Code Sample, a copy-pastable example if possible

import pandas as pd
import numpy as np
a = pd.DataFrame({'numbers': np.arange(10), 'categories': list('abcabcabcd')})
a['categories'] = a['categories'].astype('category')
b = pd.DataFrame({'numbers': np.arange(10)})

print a.dtypes
print a.categories.cat.categories
print

merged = pd.merge(a, b, left_index=True, right_index=True)

print merged.dtypes
print merged['categories'].cat.categories
print 'Merge ok!'
print

merged = pd.merge(a, b, on=['numbers'], how='left')
print merged.dtypes
try:
    print merged['categories'].cat.categories #crashes
except:
    print 'Merge not ok!'
print

Expected Output

The try block should print "categories" 's categories the same way as above, with: Index([u'a', u'b', u'c', u'd'], dtype='object')
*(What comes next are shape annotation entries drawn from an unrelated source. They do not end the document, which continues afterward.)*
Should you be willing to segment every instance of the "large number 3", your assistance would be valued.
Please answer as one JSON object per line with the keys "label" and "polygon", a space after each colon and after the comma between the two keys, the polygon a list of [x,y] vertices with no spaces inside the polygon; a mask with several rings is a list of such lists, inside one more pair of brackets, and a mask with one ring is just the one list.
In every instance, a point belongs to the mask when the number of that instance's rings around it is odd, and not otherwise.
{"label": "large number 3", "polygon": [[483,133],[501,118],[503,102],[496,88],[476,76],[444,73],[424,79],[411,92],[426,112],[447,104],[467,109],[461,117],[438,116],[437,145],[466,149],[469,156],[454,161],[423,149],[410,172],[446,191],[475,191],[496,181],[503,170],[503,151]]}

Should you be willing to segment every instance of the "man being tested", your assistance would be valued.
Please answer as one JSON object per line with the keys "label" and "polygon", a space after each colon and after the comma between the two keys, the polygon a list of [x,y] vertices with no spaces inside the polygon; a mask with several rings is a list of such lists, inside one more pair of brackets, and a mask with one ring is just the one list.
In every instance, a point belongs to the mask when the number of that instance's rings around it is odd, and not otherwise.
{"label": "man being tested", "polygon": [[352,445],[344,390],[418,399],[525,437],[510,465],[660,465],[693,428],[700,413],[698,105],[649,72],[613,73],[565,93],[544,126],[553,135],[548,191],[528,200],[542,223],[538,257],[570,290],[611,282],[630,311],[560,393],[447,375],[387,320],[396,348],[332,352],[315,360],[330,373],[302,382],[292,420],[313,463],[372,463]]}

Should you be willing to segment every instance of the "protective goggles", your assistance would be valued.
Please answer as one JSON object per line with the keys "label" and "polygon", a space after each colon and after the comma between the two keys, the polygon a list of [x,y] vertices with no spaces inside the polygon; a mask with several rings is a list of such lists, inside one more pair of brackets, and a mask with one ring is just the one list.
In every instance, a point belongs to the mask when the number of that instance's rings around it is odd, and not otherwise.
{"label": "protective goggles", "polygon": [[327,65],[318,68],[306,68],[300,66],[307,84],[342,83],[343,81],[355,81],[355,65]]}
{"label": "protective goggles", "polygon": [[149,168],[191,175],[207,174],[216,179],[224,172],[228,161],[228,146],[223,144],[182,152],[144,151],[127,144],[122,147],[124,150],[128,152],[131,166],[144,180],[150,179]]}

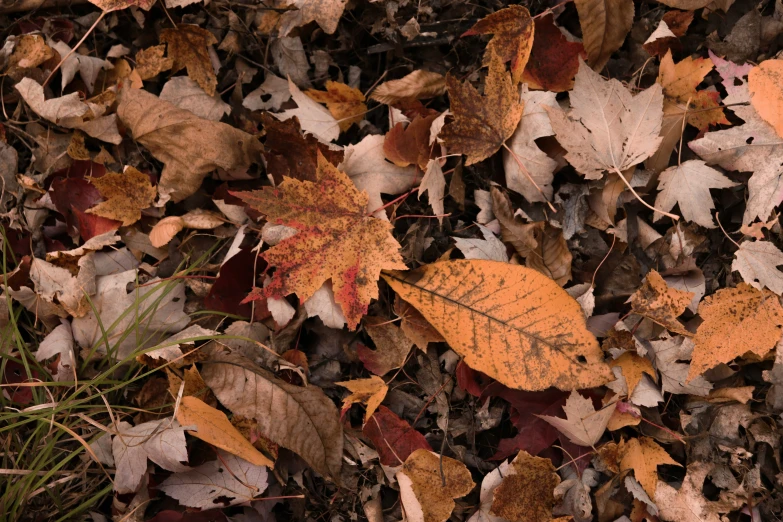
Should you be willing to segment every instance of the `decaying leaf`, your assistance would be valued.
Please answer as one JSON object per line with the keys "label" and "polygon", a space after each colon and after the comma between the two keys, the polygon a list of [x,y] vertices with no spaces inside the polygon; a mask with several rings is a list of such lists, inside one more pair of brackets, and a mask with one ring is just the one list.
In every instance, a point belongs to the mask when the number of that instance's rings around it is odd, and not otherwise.
{"label": "decaying leaf", "polygon": [[271,283],[248,299],[295,293],[303,302],[331,279],[335,300],[353,329],[370,299],[378,297],[381,270],[405,265],[391,226],[367,214],[367,195],[320,153],[316,174],[317,183],[289,178],[278,188],[236,194],[270,221],[299,231],[263,254],[277,270]]}
{"label": "decaying leaf", "polygon": [[317,386],[296,386],[249,359],[218,349],[202,377],[235,415],[255,419],[272,442],[298,453],[327,478],[340,476],[343,428],[334,403]]}
{"label": "decaying leaf", "polygon": [[470,367],[509,387],[568,390],[612,379],[579,303],[536,271],[455,260],[383,277]]}
{"label": "decaying leaf", "polygon": [[699,305],[699,315],[704,322],[693,338],[689,381],[746,353],[765,356],[783,331],[783,307],[777,296],[745,283],[705,297]]}
{"label": "decaying leaf", "polygon": [[522,104],[511,75],[497,55],[491,54],[484,95],[469,82],[446,77],[454,121],[440,132],[446,147],[467,156],[466,165],[484,160],[503,146],[522,117]]}
{"label": "decaying leaf", "polygon": [[467,495],[475,485],[463,463],[424,449],[405,460],[397,472],[397,482],[400,502],[410,522],[445,522],[454,509],[453,499]]}

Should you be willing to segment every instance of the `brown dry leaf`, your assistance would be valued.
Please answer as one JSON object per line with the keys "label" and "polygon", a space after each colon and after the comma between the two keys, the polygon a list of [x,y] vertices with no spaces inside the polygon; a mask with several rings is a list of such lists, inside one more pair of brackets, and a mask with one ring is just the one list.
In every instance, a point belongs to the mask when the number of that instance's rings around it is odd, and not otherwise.
{"label": "brown dry leaf", "polygon": [[196,397],[182,397],[177,410],[177,421],[186,428],[195,426],[188,433],[217,448],[226,450],[256,466],[275,467],[231,424],[226,414]]}
{"label": "brown dry leaf", "polygon": [[152,206],[157,194],[150,177],[133,167],[126,167],[122,174],[110,172],[92,178],[91,183],[106,201],[88,209],[87,213],[122,221],[125,227],[141,219],[141,211]]}
{"label": "brown dry leaf", "polygon": [[642,380],[642,375],[647,374],[652,380],[658,382],[658,374],[653,368],[649,359],[640,357],[633,352],[625,352],[620,357],[611,362],[611,366],[619,366],[628,385],[628,396],[633,395],[633,391]]}
{"label": "brown dry leaf", "polygon": [[658,272],[650,270],[642,286],[631,296],[631,309],[667,330],[690,337],[693,334],[677,318],[692,299],[693,292],[669,287]]}
{"label": "brown dry leaf", "polygon": [[139,89],[120,95],[117,115],[133,138],[165,164],[160,203],[194,194],[218,168],[234,170],[260,162],[263,146],[250,134],[209,121]]}
{"label": "brown dry leaf", "polygon": [[571,390],[613,379],[579,303],[535,270],[453,260],[383,277],[468,366],[506,386]]}
{"label": "brown dry leaf", "polygon": [[272,442],[296,452],[318,473],[339,480],[343,428],[334,403],[317,386],[295,386],[249,359],[216,348],[204,382],[235,415],[258,421]]}
{"label": "brown dry leaf", "polygon": [[764,60],[748,73],[750,103],[783,136],[783,60]]}
{"label": "brown dry leaf", "polygon": [[367,214],[367,194],[320,152],[316,175],[317,182],[287,178],[277,188],[235,194],[270,222],[298,231],[263,254],[276,270],[248,299],[296,294],[304,302],[331,279],[335,301],[354,329],[378,297],[381,270],[405,264],[391,225]]}
{"label": "brown dry leaf", "polygon": [[650,437],[631,439],[628,442],[621,440],[618,452],[620,454],[620,471],[632,469],[634,477],[650,498],[655,498],[655,489],[658,485],[658,466],[664,464],[680,465]]}
{"label": "brown dry leaf", "polygon": [[454,510],[453,499],[464,497],[475,485],[463,463],[425,449],[405,459],[397,482],[409,522],[445,522]]}
{"label": "brown dry leaf", "polygon": [[[575,0],[590,66],[600,71],[633,25],[633,0]],[[596,106],[598,107],[598,106]]]}
{"label": "brown dry leaf", "polygon": [[490,513],[505,520],[549,522],[558,484],[551,460],[520,451],[495,489]]}
{"label": "brown dry leaf", "polygon": [[704,298],[699,315],[704,322],[693,338],[688,381],[746,353],[764,357],[780,340],[783,327],[778,297],[745,283]]}
{"label": "brown dry leaf", "polygon": [[163,44],[147,47],[136,53],[136,72],[142,80],[149,80],[171,69],[174,60],[164,58],[164,54],[166,46]]}
{"label": "brown dry leaf", "polygon": [[467,156],[465,165],[473,165],[503,146],[522,117],[519,94],[505,72],[500,57],[491,54],[484,95],[469,83],[446,77],[454,121],[440,132],[449,151]]}
{"label": "brown dry leaf", "polygon": [[370,99],[391,105],[405,99],[434,98],[446,92],[446,78],[435,72],[417,70],[399,80],[380,84]]}
{"label": "brown dry leaf", "polygon": [[551,415],[537,415],[537,417],[557,428],[574,444],[595,446],[606,431],[606,425],[616,407],[617,403],[613,402],[596,411],[591,399],[583,397],[574,390],[563,406],[565,419]]}
{"label": "brown dry leaf", "polygon": [[173,60],[171,72],[187,68],[190,79],[214,96],[217,76],[208,48],[217,43],[215,35],[197,25],[179,24],[176,29],[163,29],[160,41],[168,45],[168,56]]}
{"label": "brown dry leaf", "polygon": [[344,83],[329,80],[326,82],[326,92],[310,89],[305,91],[305,94],[318,103],[326,104],[342,132],[350,129],[354,123],[362,121],[364,113],[367,112],[362,91]]}
{"label": "brown dry leaf", "polygon": [[351,394],[343,399],[343,411],[346,411],[354,403],[361,403],[367,406],[364,412],[365,423],[372,417],[372,414],[381,405],[383,399],[386,398],[386,392],[389,391],[389,387],[377,375],[373,375],[369,379],[354,379],[352,381],[336,382],[335,384],[348,388],[351,391]]}
{"label": "brown dry leaf", "polygon": [[518,84],[530,58],[534,31],[530,11],[521,5],[512,5],[485,16],[462,36],[493,35],[487,44],[484,65],[490,65],[492,55],[499,56],[503,63],[511,62],[511,79]]}

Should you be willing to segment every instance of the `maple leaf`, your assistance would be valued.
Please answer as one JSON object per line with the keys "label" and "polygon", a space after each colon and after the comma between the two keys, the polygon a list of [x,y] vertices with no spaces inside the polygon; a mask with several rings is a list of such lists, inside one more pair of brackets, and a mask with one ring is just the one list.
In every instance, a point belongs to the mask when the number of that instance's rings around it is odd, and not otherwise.
{"label": "maple leaf", "polygon": [[188,76],[213,96],[217,76],[209,59],[208,48],[217,43],[215,35],[197,25],[179,24],[176,29],[163,29],[160,41],[167,44],[168,56],[173,60],[171,72],[187,68]]}
{"label": "maple leaf", "polygon": [[87,212],[122,221],[126,227],[141,219],[141,211],[152,205],[157,194],[150,177],[133,167],[126,167],[122,174],[111,172],[91,181],[107,201]]}
{"label": "maple leaf", "polygon": [[277,269],[247,300],[297,294],[304,302],[331,279],[335,300],[354,329],[378,297],[381,270],[405,265],[391,225],[367,214],[367,195],[320,152],[316,176],[317,182],[287,178],[277,188],[234,194],[269,221],[298,230],[263,254]]}
{"label": "maple leaf", "polygon": [[574,444],[595,446],[606,431],[606,424],[616,407],[617,403],[613,402],[596,411],[591,399],[574,390],[563,406],[565,419],[549,415],[539,417],[560,430]]}
{"label": "maple leaf", "polygon": [[530,18],[530,11],[521,5],[512,5],[485,16],[465,31],[462,37],[493,35],[487,44],[484,65],[490,65],[493,55],[499,56],[503,63],[511,62],[511,79],[517,84],[530,58],[534,33],[535,25]]}
{"label": "maple leaf", "polygon": [[777,296],[746,283],[704,298],[699,315],[704,322],[693,338],[689,381],[746,353],[764,357],[780,340],[783,327],[783,307]]}
{"label": "maple leaf", "polygon": [[[715,228],[710,211],[712,204],[710,189],[722,189],[736,186],[729,178],[708,167],[703,161],[689,160],[680,165],[669,167],[658,178],[660,193],[655,198],[655,206],[661,210],[671,210],[679,204],[682,216],[705,228]],[[663,217],[655,213],[654,221]]]}
{"label": "maple leaf", "polygon": [[326,104],[342,132],[351,128],[354,123],[362,121],[364,113],[367,112],[362,91],[344,83],[328,80],[326,92],[310,89],[305,91],[305,94],[318,103]]}
{"label": "maple leaf", "polygon": [[763,290],[769,288],[776,294],[783,293],[783,252],[769,241],[744,241],[734,252],[731,270],[737,271],[751,286]]}
{"label": "maple leaf", "polygon": [[487,159],[511,137],[522,117],[522,104],[511,76],[501,59],[491,54],[484,96],[452,75],[446,77],[446,84],[454,121],[443,127],[440,138],[449,150],[467,156],[465,165]]}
However, the data type is replaced to object/string.

This is not fixed by the v0.18.2 release, which fixes some of the merge issues where int's would get casted to floats when merging.
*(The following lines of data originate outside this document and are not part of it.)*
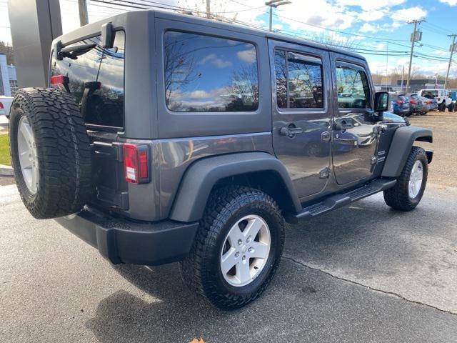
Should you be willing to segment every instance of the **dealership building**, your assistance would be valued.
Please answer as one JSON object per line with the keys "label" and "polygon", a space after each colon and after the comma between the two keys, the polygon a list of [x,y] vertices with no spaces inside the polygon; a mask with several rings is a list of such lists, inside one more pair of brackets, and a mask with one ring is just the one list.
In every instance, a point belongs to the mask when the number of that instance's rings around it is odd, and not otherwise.
{"label": "dealership building", "polygon": [[13,96],[17,91],[16,66],[8,65],[6,56],[0,53],[0,95]]}

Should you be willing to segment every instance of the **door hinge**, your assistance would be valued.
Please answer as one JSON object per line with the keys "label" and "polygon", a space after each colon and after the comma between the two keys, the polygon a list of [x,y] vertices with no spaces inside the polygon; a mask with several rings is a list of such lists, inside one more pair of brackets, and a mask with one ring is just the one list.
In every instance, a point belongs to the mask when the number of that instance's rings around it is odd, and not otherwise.
{"label": "door hinge", "polygon": [[323,169],[319,172],[319,179],[328,179],[330,176],[330,168],[326,166]]}

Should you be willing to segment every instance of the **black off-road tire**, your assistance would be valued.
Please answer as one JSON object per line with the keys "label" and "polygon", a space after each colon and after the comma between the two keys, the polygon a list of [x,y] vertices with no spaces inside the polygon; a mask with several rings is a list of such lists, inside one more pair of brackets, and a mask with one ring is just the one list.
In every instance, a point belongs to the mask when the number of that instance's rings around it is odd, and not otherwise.
{"label": "black off-road tire", "polygon": [[[19,158],[18,126],[26,116],[36,143],[38,186],[27,187]],[[37,219],[78,212],[91,194],[91,151],[84,121],[74,98],[48,88],[18,91],[11,104],[9,144],[17,188]]]}
{"label": "black off-road tire", "polygon": [[[418,160],[422,163],[423,170],[422,185],[417,196],[411,199],[408,192],[408,186],[413,166],[416,161]],[[384,191],[386,204],[398,211],[411,211],[414,209],[421,202],[423,195],[427,184],[428,174],[428,162],[425,150],[419,146],[413,146],[401,174],[397,179],[397,183],[393,187]]]}
{"label": "black off-road tire", "polygon": [[[231,227],[248,214],[267,223],[271,234],[270,253],[263,269],[250,284],[233,287],[224,278],[220,254]],[[189,287],[215,306],[234,309],[256,299],[268,286],[279,264],[284,242],[285,222],[275,201],[251,188],[228,186],[213,192],[200,222],[189,257],[181,262],[183,279]]]}

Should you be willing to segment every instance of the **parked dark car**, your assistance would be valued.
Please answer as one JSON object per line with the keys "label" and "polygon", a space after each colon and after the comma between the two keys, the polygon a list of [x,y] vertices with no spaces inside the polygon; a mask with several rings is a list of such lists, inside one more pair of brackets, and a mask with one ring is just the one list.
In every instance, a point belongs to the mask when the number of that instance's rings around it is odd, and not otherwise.
{"label": "parked dark car", "polygon": [[409,115],[409,99],[405,95],[391,95],[391,110],[395,114]]}

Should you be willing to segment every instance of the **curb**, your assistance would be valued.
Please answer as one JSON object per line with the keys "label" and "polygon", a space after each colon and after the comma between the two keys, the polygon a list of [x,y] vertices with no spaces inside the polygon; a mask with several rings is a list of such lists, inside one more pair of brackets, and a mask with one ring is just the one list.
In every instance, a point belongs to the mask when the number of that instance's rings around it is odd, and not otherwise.
{"label": "curb", "polygon": [[13,172],[12,166],[0,164],[0,177],[13,177],[13,176],[14,176],[14,173]]}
output of pd.show_versions()

INSTALLED VERSIONS

commit: None python: 2.7.11.final.0 python-bits: 64 OS: Linux OS-release: 2.6.32-431.23.3.el6.x86_64 machine: x86_64 processor: x86_64 byteorder: little LC_ALL: None LANG: en_US.UTF-8

pandas: 0.17.1 nose: 1.3.7 pip: 7.1.2 setuptools: 20.3.1 Cython: 0.23.4 numpy: 1.10.4 scipy: 0.16.0 statsmodels: 0.6.1 IPython: 4.0.1 sphinx: 1.3.1 patsy: 0.4.0 dateutil: 2.4.2 pytz: 2015.7 blosc: None bottleneck: 1.0.0 tables: 3.2.2 numexpr: 2.4.4 matplotlib: 1.5.0 openpyxl: 2.2.6 xlrd: 0.9.4 xlwt: 1.0.0 xlsxwriter: 0.7.7 lxml: 3.4.4 bs4: 4.4.1 html5lib: None httplib2: None apiclient: None sqlalchemy: 1.0.9 pymysql: None psycopg2: None Jinja2: None

Comment From: laufere

@chrish42

Comment From: jreback

duplicate of #10409

which is still open (and 0.18.2 is not released as of yet)